Now, let’s consider Evans’ eight-page document: how does that evolve with a dynamic, iterative project without confusing everyone? Most software is not built in isolation by a single individual. It is built by teams or often many teams. The eight-page document can’t scale as a software team grows from five to 50, 50 to 100, 100 to 500 and 500 to 5000 employees. Atlassian Confluence, on the other hand, adapts as team members complete tasks and share updates. Changes in Confluence change the stories. Once you’ve parsed the eight-pager into
assignments, as Evans suggests, backtracking would be messy. Fine, you could throw the eight-pager into a cloud document and let your collaborators modify it. But if you’ve experienced the pain of collaboratively editing a cloud doc with five people, you understand why sharing it with 2,000 developers would be a total cluster-jam.

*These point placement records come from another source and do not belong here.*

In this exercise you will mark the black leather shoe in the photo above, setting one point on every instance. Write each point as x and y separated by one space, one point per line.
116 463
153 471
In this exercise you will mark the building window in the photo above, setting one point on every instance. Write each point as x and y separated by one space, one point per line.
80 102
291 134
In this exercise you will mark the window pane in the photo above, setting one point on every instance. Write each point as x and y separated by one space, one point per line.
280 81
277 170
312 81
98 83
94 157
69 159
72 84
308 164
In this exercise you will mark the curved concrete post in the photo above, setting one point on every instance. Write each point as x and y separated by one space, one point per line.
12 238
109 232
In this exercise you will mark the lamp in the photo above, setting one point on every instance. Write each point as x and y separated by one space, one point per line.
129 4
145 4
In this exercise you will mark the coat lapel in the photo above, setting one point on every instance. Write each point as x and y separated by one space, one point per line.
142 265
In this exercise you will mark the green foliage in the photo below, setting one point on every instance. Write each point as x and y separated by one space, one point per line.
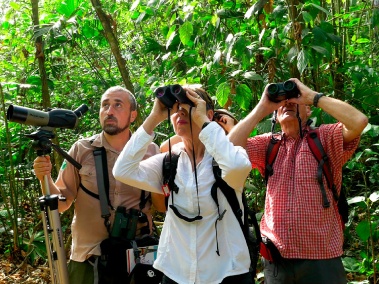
232 48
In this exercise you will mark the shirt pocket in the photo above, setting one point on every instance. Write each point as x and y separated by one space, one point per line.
88 178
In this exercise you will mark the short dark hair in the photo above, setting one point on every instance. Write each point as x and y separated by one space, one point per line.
132 99
206 97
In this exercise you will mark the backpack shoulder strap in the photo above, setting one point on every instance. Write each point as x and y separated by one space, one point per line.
272 152
170 164
318 151
102 177
169 167
231 197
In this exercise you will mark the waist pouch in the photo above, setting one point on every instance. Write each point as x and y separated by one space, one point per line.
144 274
269 251
112 264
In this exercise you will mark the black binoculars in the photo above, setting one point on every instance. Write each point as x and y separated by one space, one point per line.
171 94
278 92
125 224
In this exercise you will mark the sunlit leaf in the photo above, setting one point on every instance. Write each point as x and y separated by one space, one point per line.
363 230
222 93
374 196
185 32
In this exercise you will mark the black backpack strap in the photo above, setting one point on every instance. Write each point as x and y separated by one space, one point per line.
272 152
249 215
103 184
229 193
170 165
323 167
94 195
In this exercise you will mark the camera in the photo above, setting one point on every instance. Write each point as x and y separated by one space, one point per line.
278 92
61 118
125 224
171 94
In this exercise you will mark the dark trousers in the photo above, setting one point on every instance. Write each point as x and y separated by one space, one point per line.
305 271
80 272
245 278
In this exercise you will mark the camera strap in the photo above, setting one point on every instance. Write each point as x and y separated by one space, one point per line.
102 177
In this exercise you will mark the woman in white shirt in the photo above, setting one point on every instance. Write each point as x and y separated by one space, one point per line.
197 244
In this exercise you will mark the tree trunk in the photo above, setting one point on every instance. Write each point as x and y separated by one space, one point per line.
113 42
40 56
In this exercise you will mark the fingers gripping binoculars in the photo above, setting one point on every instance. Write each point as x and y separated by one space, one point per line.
171 94
278 92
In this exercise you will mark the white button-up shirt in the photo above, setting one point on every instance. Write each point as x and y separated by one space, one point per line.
187 251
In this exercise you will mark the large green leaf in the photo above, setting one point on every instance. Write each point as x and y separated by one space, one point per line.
222 93
363 230
243 96
185 33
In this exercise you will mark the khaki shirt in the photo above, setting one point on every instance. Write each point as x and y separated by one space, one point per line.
88 229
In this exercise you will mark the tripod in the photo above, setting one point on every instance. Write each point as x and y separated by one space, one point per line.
49 209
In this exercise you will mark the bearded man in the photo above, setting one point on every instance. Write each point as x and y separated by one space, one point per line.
117 111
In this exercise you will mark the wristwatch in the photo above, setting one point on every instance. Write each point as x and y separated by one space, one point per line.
316 98
205 124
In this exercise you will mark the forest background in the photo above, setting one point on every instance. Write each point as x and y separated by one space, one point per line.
61 54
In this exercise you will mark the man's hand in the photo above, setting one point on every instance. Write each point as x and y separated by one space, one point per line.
42 166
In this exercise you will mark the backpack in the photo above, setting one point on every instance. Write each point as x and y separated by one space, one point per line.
318 151
249 224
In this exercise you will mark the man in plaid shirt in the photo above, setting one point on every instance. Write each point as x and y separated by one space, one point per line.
308 236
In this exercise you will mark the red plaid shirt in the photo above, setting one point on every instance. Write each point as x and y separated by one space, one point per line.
294 218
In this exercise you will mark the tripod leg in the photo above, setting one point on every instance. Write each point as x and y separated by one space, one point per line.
48 248
56 251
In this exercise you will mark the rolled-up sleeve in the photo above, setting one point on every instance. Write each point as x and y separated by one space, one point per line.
232 160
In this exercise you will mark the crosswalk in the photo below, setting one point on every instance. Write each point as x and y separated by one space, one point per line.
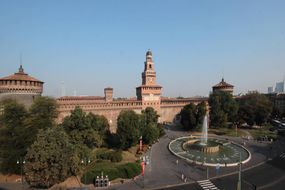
282 155
207 185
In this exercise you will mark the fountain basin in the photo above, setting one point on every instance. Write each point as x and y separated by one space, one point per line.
228 154
196 144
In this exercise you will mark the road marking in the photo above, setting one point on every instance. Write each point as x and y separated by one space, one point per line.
207 185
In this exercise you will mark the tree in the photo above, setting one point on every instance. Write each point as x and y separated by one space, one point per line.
149 126
150 133
42 115
223 109
254 108
128 123
80 129
100 125
50 159
192 115
201 110
188 116
150 115
13 135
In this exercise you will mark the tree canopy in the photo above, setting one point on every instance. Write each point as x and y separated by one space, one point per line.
223 109
50 159
254 108
192 115
128 128
149 128
13 136
85 129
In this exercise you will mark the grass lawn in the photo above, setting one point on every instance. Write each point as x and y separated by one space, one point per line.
228 132
262 132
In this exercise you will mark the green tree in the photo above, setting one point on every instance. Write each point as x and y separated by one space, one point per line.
188 116
149 125
192 115
254 108
13 135
150 133
223 109
128 123
42 115
50 159
201 110
80 129
150 115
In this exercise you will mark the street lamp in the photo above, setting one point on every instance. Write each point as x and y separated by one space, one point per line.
85 161
21 162
239 174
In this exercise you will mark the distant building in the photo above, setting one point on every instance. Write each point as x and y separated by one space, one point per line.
270 90
279 88
148 95
21 87
278 100
223 86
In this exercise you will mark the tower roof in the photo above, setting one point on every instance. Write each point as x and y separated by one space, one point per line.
222 84
20 75
148 52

“Death to JIRA” is just an ode to waterfall development rehashed in the name of good prose. At scale, waterfall’s hyper centralization undermines the iterative process Evans claims to value. Agile development, DevOps, and platforms like JIRA are reactions to waterfall. They’ve helped developers improve speed, productivity, quality assurances, uptime, and other markers of good software development. I would note that Evans’ own employer seeks JIRA skills in its job listings, as do a laundry list of companies building groundbreaking software.

A ticketing system does not communicate system requirements; it just translates them into tasks. Let’s be under no illusions though: JIRA is complex software. Like Salesforce, NetSuite, and any other powerful products, JIRA has to be configured properly.

“Death to JIRA” is not a sound attack on agile, but rather a call for better communication in software development. I can get behind that, but there was no reason to misrepresent agile development while making that point.